What's the difference between a coroutine and a generator?

6 minadvancedasynciocoroutinesgenerators

Quick Answer

Both are built on the same underlying mechanism (a suspendable function frame), but they serve different purposes. A generator produces a sequence of values one at a time via yield, consumed by iteration (for, next()). A coroutine (async def) is designed to be awaited. It represents a unit of asynchronous work that eventually produces one result, driven by an event loop rather than a for loop, and uses await instead of yield to suspend.

Detailed Answer

Same suspension mechanism, different intent

def gen():                  # generator: produces a SEQUENCE of values
    yield 1
    yield 2

async def coro():           # coroutine: produces ONE eventual result
    await asyncio.sleep(1)
    return 42

Both gen() and coro() return objects representing suspended computation rather than running immediately.
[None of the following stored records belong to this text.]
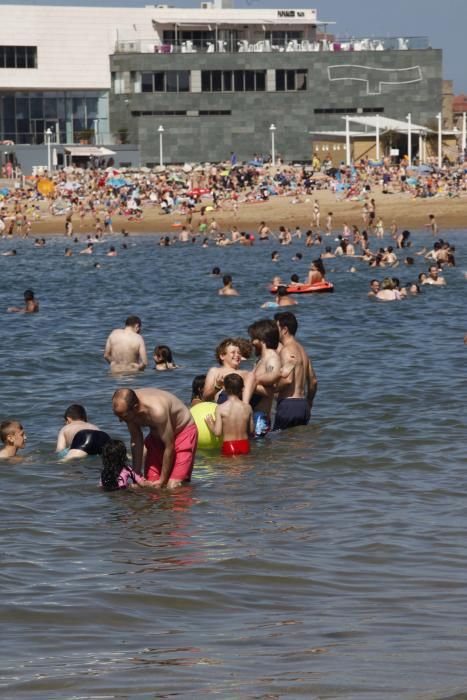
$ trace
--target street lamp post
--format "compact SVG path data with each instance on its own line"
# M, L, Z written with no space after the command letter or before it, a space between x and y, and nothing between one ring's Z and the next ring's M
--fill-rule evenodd
M436 119L438 120L438 168L441 169L443 165L443 131L442 131L442 123L441 120L443 118L443 115L441 112L436 115Z
M276 164L276 126L275 124L271 124L269 127L269 131L271 132L271 162L273 165Z
M159 165L164 165L164 152L162 150L162 138L164 134L164 127L162 126L162 124L160 125L157 131L159 132Z
M48 173L48 175L50 175L52 172L52 157L51 157L51 152L50 152L51 138L52 138L52 129L49 128L45 132L45 140L47 143L47 173Z
M345 164L352 165L352 155L350 153L350 117L345 116Z
M407 115L407 155L409 157L409 167L412 165L412 115Z
M379 114L376 115L376 160L379 163L381 158Z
Under the hood, CPython's native coroutines (async def) are implemented with the same frame- suspension machinery that powers generators (historically, asyncio was even built directly on @types.coroutine-decorated generators before native coroutine syntax existed).

How they're driven differs

# Generator: driven by iteration
for value in gen():
    print(value)

# Coroutine: driven by the event loop, via await/asyncio.run
result = await coro()          # inside another coroutine
result = asyncio.run(coro())    # or, at the top level

You can't for loop over a coroutine (it's not iterable in that sense), and you can't await a plain generator (unless it's specifically decorated as a generator-based coroutine, a legacy pattern superseded by async def). Trying to iterate a coroutine directly, or await a plain generator, raises a TypeError.
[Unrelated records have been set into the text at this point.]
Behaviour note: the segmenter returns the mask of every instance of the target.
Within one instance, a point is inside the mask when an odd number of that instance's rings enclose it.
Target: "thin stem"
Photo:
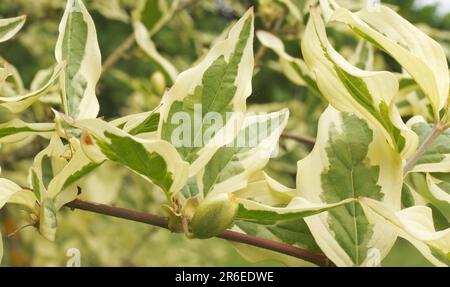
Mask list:
[[[176,7],[173,11],[173,15],[176,15],[186,9],[190,5],[194,5],[196,0],[189,0],[186,2],[181,2],[178,7]],[[132,32],[109,56],[106,58],[105,62],[102,66],[102,72],[107,71],[112,66],[114,66],[122,56],[134,46],[136,43],[136,38],[134,37],[134,32]]]
[[[261,60],[267,52],[266,46],[260,46],[255,53],[255,67],[258,68],[261,65]]]
[[[102,72],[114,66],[133,45],[136,43],[134,33],[131,33],[112,53],[106,58],[102,66]]]
[[[420,157],[427,151],[427,149],[434,143],[434,141],[448,129],[448,124],[441,125],[440,123],[435,123],[430,134],[425,138],[423,143],[419,146],[415,154],[408,159],[405,166],[403,167],[403,176],[406,177],[408,172],[413,169]]]
[[[114,207],[105,204],[92,203],[79,199],[75,199],[74,201],[66,204],[66,206],[72,209],[85,210],[169,229],[168,220],[166,217],[150,213]],[[308,262],[312,262],[314,264],[317,264],[318,266],[331,266],[329,259],[325,255],[290,246],[285,243],[267,240],[264,238],[259,238],[256,236],[251,236],[230,230],[223,232],[217,237],[293,256]]]
[[[314,146],[316,144],[316,139],[313,137],[309,137],[309,136],[300,136],[300,135],[293,135],[293,134],[289,134],[289,133],[283,133],[281,135],[281,138],[285,138],[285,139],[291,139],[294,141],[297,141],[299,143],[303,143],[309,146]]]
[[[283,20],[284,20],[284,17],[278,18],[278,20],[275,22],[275,24],[273,25],[272,29],[270,29],[270,31],[272,33],[278,32],[278,30],[281,28],[281,24],[283,23]],[[264,55],[266,54],[267,51],[268,51],[268,49],[264,45],[261,45],[259,47],[259,49],[256,51],[255,60],[254,60],[256,68],[258,68],[261,65],[262,58],[264,57]]]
Purpose: many values vs. one eventual value

  • A generator's job is to lazily produce a sequence: yield each value, potentially infinitely many, consumed one at a time.
  • A coroutine's job is to represent a single asynchronous operation that will eventually complete with one result (or raise). Conceptually it's closer to a Future/Promise than to an iterator, even though it's implemented with similar suspension internals.

Async generators: a hybrid

async def async_range(n):
    for i in range(n):
        await asyncio.sleep(0)   # yield control back to the event loop
        yield i

async for i in async_range(5):
    print(i)

Python also supports async generators (async def containing yield), which combine both: they lazily produce a sequence and can await between values, consumed with async for instead of a plain for loop. These are used for streaming data over an async source, like reading paginated results from an async database driver.

Coroutines and generators share the same suspend/resume mechanism, but generators (yield, driven by for/next) model lazily producing a sequence of values, while coroutines (await, driven by the event loop) model a single asynchronous operation resolving to one eventual result. Async generators combine both when you need a lazily-produced sequence that can also await I/O between items.